A luta contra várias enfermidades levou o Brasil a atuar com firmeza, no passado, com a vacinação em massa da população. “Por meio de diversas estratégias, tais como campanhas, varreduras, ações de rotina e bloqueios, erradicamos a febre amarela urbana em 1942, a varíola em 1973 e a poliomielite em 1989. Esse trabalho também levou ao controle do sarampo, do tétano neonatal e acidental, de formas graves da tuberculose, da difteria e da coqueluche”, destaca a coordenadora substituta Nair Florentina de Menezes, do Programa Nacional de Imunizações (PNI).

No Brasil, para a introdução de uma vacina no calendário de vacinação, são considerados os seguintes critérios:

Epidemiológicos: quando a doença apresenta elevadas taxas de incidência e mortalidade, com importante impacto sobre crianças e no número de hospitalizações e consultas, além de óbitos;

Imunológicos: as vacinas devem ter alta eficácia (acima de 90%) e proporcionar imunização duradoura;

Socioeconômicos: atualmente, os investimentos do PNI têm se elevado a cada ano, devido ao alto custo de muitos imunobiológicos. Ao se introduzir uma nova vacina há que se levar em conta não somente o impacto de sua incidência e mortalidade, mas, também, se a medicação, além de trazer benefícios à saúde, reduz os custos relacionados à doença (tratamento, hospitalização, dias de trabalho ou estudo perdidos pelo paciente e seus familiares etc.);

Tecnológicos: a política de sustentabilidade do PNI está pautada no fortalecimento do complexo industrial da saúde, em que os principais insumos estratégicos são produzidos por laboratórios públicos.
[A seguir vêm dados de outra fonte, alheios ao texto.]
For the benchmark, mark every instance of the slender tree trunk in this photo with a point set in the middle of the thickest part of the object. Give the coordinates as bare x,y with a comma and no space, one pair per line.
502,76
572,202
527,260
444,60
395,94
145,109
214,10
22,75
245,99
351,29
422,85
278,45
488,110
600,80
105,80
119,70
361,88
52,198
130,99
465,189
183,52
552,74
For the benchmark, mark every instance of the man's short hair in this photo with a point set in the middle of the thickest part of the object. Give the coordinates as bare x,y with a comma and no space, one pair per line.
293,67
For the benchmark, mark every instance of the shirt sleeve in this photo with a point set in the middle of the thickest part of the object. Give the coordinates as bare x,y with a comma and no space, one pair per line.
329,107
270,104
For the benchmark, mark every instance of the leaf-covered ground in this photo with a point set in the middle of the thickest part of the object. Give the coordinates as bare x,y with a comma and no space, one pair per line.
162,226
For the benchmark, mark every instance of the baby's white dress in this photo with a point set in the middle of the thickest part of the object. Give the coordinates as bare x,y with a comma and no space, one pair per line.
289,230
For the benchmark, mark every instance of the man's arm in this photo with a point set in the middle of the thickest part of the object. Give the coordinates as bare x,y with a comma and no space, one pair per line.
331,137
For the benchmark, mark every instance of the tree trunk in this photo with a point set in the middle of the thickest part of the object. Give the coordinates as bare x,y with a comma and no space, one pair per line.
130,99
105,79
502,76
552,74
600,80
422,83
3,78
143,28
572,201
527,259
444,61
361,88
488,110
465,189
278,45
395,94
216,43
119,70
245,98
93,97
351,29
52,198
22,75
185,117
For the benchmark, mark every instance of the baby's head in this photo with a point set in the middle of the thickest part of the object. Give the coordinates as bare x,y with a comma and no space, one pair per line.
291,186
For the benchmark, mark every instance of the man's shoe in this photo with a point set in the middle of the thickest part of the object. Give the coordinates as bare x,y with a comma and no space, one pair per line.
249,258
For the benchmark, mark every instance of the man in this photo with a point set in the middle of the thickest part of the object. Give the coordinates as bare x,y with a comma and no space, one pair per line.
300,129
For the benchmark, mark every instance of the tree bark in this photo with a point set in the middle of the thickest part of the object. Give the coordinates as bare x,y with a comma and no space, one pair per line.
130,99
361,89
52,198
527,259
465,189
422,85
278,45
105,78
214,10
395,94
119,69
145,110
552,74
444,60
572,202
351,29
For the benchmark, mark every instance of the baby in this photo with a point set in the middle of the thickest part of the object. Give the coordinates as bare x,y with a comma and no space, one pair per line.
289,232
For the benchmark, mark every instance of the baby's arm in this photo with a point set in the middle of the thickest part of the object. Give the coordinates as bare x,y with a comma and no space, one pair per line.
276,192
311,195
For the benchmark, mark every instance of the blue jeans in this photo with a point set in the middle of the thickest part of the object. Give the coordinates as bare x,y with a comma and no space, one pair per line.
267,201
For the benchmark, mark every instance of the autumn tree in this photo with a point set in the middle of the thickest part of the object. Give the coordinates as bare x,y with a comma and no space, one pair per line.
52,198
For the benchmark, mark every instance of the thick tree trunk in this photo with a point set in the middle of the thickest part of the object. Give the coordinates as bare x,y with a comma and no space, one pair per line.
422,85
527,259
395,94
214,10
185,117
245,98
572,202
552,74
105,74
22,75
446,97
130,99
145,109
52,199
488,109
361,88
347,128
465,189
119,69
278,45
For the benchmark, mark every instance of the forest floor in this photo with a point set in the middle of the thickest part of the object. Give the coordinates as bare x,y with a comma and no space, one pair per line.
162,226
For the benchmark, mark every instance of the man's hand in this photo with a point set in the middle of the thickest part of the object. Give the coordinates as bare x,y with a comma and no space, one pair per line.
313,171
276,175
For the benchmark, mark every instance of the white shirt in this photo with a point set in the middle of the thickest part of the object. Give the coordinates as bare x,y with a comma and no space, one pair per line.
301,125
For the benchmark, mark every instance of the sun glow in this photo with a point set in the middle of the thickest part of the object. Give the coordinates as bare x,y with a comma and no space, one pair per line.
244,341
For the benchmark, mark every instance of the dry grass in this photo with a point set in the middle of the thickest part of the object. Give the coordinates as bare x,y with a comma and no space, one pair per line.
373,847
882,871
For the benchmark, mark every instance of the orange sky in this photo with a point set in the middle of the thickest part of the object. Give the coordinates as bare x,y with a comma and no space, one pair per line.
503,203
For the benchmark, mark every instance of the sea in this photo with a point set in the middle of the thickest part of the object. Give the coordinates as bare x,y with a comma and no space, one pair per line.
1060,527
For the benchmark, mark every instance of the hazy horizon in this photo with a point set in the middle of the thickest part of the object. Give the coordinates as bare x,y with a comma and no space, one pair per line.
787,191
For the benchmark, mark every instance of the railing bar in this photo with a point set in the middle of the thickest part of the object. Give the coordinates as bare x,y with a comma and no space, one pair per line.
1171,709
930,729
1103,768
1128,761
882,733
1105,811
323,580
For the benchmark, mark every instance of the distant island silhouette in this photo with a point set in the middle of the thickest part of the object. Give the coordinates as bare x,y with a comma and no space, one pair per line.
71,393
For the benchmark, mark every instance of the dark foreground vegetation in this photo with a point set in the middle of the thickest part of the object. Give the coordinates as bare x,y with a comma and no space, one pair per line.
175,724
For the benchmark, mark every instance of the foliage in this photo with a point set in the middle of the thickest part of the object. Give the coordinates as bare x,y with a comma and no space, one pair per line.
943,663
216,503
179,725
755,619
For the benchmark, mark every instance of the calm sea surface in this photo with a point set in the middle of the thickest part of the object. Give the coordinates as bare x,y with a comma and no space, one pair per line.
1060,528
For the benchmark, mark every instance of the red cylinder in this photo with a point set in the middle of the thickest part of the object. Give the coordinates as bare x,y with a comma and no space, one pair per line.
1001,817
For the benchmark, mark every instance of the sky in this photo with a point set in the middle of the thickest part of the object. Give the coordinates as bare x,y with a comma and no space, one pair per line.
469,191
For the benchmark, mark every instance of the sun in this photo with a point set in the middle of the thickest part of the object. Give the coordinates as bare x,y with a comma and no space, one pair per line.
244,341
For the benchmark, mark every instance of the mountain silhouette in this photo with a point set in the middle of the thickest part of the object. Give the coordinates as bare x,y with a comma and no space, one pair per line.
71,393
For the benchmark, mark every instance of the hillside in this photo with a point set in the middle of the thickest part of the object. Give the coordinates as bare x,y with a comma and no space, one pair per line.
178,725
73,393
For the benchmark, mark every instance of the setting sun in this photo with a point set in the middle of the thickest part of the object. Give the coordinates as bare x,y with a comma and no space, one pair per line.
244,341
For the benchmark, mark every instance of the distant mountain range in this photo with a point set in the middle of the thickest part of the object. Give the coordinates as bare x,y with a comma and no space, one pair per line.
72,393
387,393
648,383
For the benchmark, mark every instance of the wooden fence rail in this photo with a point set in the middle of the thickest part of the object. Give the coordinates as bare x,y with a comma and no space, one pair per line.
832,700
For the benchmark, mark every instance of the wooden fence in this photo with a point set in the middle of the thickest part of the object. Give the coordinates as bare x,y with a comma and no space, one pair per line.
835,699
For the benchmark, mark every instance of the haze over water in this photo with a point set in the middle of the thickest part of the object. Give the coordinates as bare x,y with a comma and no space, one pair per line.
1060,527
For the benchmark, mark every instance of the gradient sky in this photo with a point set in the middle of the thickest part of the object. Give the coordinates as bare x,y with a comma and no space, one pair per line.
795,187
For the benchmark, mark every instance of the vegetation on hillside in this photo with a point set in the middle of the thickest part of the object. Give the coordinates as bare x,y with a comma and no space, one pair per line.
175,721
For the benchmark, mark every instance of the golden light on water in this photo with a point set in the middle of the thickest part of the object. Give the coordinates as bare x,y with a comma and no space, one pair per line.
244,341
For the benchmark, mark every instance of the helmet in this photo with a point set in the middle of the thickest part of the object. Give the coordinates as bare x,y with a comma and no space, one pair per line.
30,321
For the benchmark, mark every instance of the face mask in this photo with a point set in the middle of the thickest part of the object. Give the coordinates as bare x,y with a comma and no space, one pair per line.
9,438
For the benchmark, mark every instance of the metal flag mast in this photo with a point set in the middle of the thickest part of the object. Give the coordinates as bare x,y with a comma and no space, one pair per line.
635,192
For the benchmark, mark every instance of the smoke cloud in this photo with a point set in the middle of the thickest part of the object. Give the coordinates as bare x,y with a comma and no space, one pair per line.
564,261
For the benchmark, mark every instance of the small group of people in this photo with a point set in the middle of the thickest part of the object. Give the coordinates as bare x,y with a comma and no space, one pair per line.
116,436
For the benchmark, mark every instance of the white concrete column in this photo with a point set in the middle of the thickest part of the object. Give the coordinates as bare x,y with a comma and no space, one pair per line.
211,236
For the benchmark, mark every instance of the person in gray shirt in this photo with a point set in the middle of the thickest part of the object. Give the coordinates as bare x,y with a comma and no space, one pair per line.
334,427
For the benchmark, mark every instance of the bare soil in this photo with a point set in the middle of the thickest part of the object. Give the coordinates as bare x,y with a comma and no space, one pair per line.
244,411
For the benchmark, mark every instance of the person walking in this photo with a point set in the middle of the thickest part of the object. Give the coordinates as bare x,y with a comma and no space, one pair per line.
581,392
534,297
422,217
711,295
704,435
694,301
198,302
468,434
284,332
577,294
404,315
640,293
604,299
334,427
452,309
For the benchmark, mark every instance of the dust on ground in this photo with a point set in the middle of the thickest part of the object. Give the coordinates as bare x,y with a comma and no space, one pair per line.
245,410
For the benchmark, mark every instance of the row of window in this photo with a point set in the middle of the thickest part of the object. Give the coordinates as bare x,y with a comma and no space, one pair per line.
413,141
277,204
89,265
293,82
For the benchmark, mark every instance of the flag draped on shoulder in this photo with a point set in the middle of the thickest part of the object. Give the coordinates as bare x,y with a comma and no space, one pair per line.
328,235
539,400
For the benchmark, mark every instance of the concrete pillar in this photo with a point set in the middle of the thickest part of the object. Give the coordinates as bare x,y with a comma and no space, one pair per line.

O objetivo é garantir autossuficiência da produção nacional e a manutenção de altas coberturas vacinais em todos os municípios brasileiros, evitando ainda desabastecimento de produtos e dependência das leis de mercado;

Logísticos: para a inclusão de uma nova vacina no calendário vacinal deve-se considerar a capacidade de armazenamento desse insumo nas chamadas “redes de frio” – que abrangem armazenagem, conservação, manipulação, distribuição e transporte dos imunobiológicos – do PNI nas três esferas de governo. Desde 2007, com o Programa de Aceleração do Crescimento (PAC) da saúde, denominado Mais Saúde, o Ministério da Saúde vem colocando em seu plano de investimento a reestruturação dessas redes como ação prioritária.